The Function of Ecdysone and Inhibiting Programmed Cell Death in Death Class III Neurons of Drosophila melanogaster

The inhibition of programmed cell death is a factor believed to be responsible for the survival of cancer cells. Using Drosophila as models, factors contributing to the process of programmed cell death can be studied. Neurons die throughout Drosophila melanogaster development to allow the addition of new neurons. The groups of neurons programmed to die are Death Class I neurons, Death Class II neurons, and Death Class III neurons. Ecdysone is a hormone responsible for the timing of programmed cell death (PCD) in the Death Class neurons. Elevated levels of ecdysone are associated with the initiation of PCD of Death Class I and II neurons. In order to determine how ecdysone levels are related to PCD of Death Class III neurons, the receptor of the ecdysone hormone (ECRA) was inhibited by mutation of the gene that codes for the receptor and microRNA degradation.

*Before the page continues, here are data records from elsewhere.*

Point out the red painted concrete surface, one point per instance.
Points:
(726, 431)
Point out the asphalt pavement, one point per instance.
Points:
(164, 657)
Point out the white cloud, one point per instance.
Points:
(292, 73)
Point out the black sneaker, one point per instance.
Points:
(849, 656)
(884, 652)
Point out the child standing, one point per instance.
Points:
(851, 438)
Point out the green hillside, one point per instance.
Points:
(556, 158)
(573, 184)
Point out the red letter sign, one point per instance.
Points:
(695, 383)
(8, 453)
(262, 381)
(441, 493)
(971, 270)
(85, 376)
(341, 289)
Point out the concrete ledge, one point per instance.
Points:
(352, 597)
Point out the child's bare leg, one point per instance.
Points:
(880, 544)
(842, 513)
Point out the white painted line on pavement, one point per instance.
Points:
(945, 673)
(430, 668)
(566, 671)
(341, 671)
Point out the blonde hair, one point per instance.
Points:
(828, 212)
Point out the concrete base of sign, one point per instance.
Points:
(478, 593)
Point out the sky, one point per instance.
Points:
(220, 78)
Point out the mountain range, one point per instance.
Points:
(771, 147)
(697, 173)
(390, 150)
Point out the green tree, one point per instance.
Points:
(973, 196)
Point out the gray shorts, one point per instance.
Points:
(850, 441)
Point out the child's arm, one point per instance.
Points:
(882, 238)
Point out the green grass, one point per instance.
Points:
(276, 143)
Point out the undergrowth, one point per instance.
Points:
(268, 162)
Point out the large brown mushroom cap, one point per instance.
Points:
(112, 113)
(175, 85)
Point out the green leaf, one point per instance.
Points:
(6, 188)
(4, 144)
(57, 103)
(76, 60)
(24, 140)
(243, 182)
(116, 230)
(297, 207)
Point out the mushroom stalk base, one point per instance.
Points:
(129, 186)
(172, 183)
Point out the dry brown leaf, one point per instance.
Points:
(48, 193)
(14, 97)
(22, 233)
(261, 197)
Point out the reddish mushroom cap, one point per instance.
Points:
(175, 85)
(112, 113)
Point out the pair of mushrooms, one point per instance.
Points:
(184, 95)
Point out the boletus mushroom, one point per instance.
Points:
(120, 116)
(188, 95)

Results were determined by imaging ECRA mutants and control with Casor (Caspase Sensor), a gal-4 driver that codes for a peptide designed to highlight cell death under fluorescent light. Flies with ECRA inhibited showed premature cell death compared to control that had no ECRA inhibition, suggesting that ecdysone is responsible for inhibiting the PCD of Death Class III neurons.